Your most shameful culinary practices

Wow. I should’ve titled this thread “Follow Me for More Abominations”! Some of these recipes are truly horrifying. But a lot of the responses have made me feel like I’m not alone. Am I the only one finding this thread actually kind of therapeutic? Like a support group for people who put ketchup on hot dogs or butter on peanut butter? I’ll put slices of cold butter on a Danish like it’s cheese on toast. I brown all meat with lard, and I won’t make biscuits without it. I have actually made hot dog ramen soup.

Well done steak, however–that support group is down the hall, next to People Who Don’t Return Their Shopping Carts and Butt Sniffers Anonymous.

My wife is an excellent cook, but since her stroke I’ve been chief cook. Usually if i put something like a roast in a crock pot I’m good but i do use short cuts like pigs in a blanket - vienna’s rolled in canned biscuits. Also baked beans - canned pork and beans, sprinkle fake sugar, a little syrup and onion flakes and bake. I tried making pie crust one time and I swear I could have sold the result to the army for armor plating.

Good red wine vinegar salad dressing - very sparingly dribbled on -is excellent on a good-quality roll.

I love a good steak, and I have no problem eating them anywhere on the spectrum from rare to well done. But my father only liked it well done, so that’s how I grew up eating it.

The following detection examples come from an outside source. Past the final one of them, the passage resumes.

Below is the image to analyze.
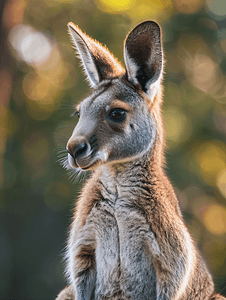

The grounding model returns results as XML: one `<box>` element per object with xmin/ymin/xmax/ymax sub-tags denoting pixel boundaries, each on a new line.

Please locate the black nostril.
<box><xmin>66</xmin><ymin>149</ymin><xmax>73</xmax><ymax>157</ymax></box>
<box><xmin>73</xmin><ymin>142</ymin><xmax>88</xmax><ymax>158</ymax></box>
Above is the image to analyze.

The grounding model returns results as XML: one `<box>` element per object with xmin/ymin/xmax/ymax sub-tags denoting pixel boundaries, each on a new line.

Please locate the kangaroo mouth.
<box><xmin>68</xmin><ymin>155</ymin><xmax>102</xmax><ymax>171</ymax></box>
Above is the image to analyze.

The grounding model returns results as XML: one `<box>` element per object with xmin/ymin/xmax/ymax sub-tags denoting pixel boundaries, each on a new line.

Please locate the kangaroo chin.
<box><xmin>57</xmin><ymin>21</ymin><xmax>226</xmax><ymax>300</ymax></box>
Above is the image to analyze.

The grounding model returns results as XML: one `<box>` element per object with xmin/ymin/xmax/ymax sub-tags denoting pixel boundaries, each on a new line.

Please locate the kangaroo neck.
<box><xmin>98</xmin><ymin>148</ymin><xmax>162</xmax><ymax>197</ymax></box>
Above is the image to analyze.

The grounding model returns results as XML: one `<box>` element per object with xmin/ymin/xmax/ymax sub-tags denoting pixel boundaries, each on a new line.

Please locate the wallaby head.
<box><xmin>67</xmin><ymin>21</ymin><xmax>163</xmax><ymax>170</ymax></box>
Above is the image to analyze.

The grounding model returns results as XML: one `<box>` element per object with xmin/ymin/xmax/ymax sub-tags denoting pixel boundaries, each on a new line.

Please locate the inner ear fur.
<box><xmin>124</xmin><ymin>21</ymin><xmax>163</xmax><ymax>94</ymax></box>
<box><xmin>68</xmin><ymin>22</ymin><xmax>125</xmax><ymax>87</ymax></box>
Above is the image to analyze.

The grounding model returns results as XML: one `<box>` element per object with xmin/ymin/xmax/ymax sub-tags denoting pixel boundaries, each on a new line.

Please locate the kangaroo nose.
<box><xmin>67</xmin><ymin>138</ymin><xmax>88</xmax><ymax>159</ymax></box>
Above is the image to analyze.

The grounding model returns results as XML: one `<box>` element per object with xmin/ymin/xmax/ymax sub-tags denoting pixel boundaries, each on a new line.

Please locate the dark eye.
<box><xmin>108</xmin><ymin>108</ymin><xmax>126</xmax><ymax>122</ymax></box>
<box><xmin>71</xmin><ymin>110</ymin><xmax>80</xmax><ymax>118</ymax></box>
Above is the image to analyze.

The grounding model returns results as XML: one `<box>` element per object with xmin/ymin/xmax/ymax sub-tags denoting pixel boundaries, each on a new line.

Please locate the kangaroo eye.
<box><xmin>108</xmin><ymin>108</ymin><xmax>126</xmax><ymax>122</ymax></box>
<box><xmin>71</xmin><ymin>110</ymin><xmax>80</xmax><ymax>118</ymax></box>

To anyone who enjoys fish sauce, DO NOT watch the episode of “How It’s Made” that covers the making of fish sauce. Thai red curries are my wife’s favorite thing to eat, and she vowed to never eat anything with fish sauce in it ever again after watching that episode (granted, it didn’t last-- we just got Thai takeout last Sunday). They say seeing sausage being made is bad, but that’s nothing compared to seeing how fish sauce is made.

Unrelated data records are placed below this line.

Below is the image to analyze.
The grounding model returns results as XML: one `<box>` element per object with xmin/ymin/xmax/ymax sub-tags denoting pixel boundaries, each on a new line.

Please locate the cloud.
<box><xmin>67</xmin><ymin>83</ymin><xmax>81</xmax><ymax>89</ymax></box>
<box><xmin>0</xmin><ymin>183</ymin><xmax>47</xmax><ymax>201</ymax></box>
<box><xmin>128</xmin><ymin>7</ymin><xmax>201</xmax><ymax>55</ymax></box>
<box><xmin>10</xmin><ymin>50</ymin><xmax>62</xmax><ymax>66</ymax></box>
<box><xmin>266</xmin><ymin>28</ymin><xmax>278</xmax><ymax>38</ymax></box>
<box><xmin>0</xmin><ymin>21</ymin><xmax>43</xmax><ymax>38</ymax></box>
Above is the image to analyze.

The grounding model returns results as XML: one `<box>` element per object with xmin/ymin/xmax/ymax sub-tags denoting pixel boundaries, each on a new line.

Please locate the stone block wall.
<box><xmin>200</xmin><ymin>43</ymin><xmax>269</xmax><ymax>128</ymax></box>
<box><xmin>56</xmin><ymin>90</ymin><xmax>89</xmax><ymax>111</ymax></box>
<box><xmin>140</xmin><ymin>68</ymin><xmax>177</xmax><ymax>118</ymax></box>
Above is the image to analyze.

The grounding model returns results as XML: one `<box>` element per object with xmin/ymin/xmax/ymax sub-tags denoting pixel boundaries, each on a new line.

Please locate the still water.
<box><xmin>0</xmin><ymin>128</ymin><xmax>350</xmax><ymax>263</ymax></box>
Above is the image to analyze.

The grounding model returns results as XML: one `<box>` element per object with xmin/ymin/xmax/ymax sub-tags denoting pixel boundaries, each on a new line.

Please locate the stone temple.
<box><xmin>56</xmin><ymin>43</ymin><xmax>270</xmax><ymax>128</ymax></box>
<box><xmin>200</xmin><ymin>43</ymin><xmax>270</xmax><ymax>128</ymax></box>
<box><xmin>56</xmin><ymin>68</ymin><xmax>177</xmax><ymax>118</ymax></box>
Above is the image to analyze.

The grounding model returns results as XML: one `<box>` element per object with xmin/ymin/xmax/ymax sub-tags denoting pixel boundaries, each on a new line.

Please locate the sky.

Ok, I watched that video. Ewww! Good thing I’m on a low-salt diet, and can’t eat that shit.

I must be missing something. This video? It seems exactly like what I thought the process of fish sauce making was like: salt & fish & time. It’s not like there’s workers bathing in it. Or am I watching the wrong video?

Had a PM askibng for details, so I’ll also put them here. Open cellophane package of noodles and discard the seasoning packet. Break of a one cubic inch piece of noodles, put remaining noodles in a ziplock back for later use. Drop the 1x1x1 cube of noodles into a coffee cup and add 1/4 cup boiling water. Wait a few minutes, drain, serve to the bird.

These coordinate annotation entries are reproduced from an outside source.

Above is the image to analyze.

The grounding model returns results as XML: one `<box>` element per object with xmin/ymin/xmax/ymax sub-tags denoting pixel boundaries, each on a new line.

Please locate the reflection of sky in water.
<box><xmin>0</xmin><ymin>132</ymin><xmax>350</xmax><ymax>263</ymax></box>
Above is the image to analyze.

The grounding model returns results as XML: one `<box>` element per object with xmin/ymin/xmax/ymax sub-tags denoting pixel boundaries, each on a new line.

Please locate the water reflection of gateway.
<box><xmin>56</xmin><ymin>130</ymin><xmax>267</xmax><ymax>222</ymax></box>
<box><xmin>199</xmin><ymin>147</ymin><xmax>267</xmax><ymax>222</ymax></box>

My father raised Angus cattle and so I’ve eaten my fair share of really high-end beef cuts. But I still like ketchup on steak.

Also, I love good cheese but I occasionally slum it up with Velveeta.

Yeah, mine get that from time to time - I call them “worms” because, while they aren’t, they sort of look like them.

Yep, that’s the video. Sure, we all have different notions of what we find gross or disgusting, and I wasn’t as bothered by it as my wife was. But harvesting the resulting liquid from huge piles of anchovies and salt fermenting for months in giant open vats only covered by corrugated metal sheets, reaching up to 104 degrees at times, I think most would agree is not the most appetizing process to observe.

I’m a foodie and we cook some very nice meals, but every once in a while, I like to eat hot dogs with spray on cheese with a side of BBQ beans and go to town.

Maybe because I have stuff that I’ve fermented, pickled, and preserved for years, it doesn’t bug me at all. I honestly thought there was something unusual that was going to happen in the video. Obviously, I’m the odd person out, as the reply right after yours expressed disgust. (And fish sauce tastes perfectly fine to me out of the bottle. To me, it doesn’t change flavor that much when heated in a dish–it just gets diluted, and becomes more a slightly fishy umami.)

Now casu marzu – that’s kinda gross.

You are aware of what goes into Worcestershire sauce? If not, maybe you should be. It’s anchovies.

Well, your experience with something certainly makes a difference. I have no problem butchering a deer or cleaning a fish, but a lot of non-vegetarians are grossed out by any meat that doesn’t come shrink-wrapped out of a grocery store cooler. And fermenting fish is different than fermenting say, cabbage. I think we are much more conditioned to think of animal products + warm temps + time = rot.

I agree with you on casu marzu!

anchovies are just one of many ingredients in Worcestershire. Fish sauce, ain’t nuthin’ but fish and salt.

As chef Jean-Pierre says, “margarine is only one molecule away from vinyl.”

I put butter on my peanut butter sandwiches.

Similarly, I cannot eat tilapia anymore after watching one particular episode of “Dirty Jobs”.

The episode took place at a fish farm. I forget what kind of fish they were raising, but to clean out the tanks they would take all the fish out and then dump in a bunch of tilapia, which would feast on the other fishes’ poo.

As chef Mangetout says: “That statement is nonsense bullshit”

If there’s a pan of brownies laying around that haven’t been cut up yet, I’ll shave 3/4" inch off the short edge and no one’s the wiser (until I repeat the process 4 or 5 times).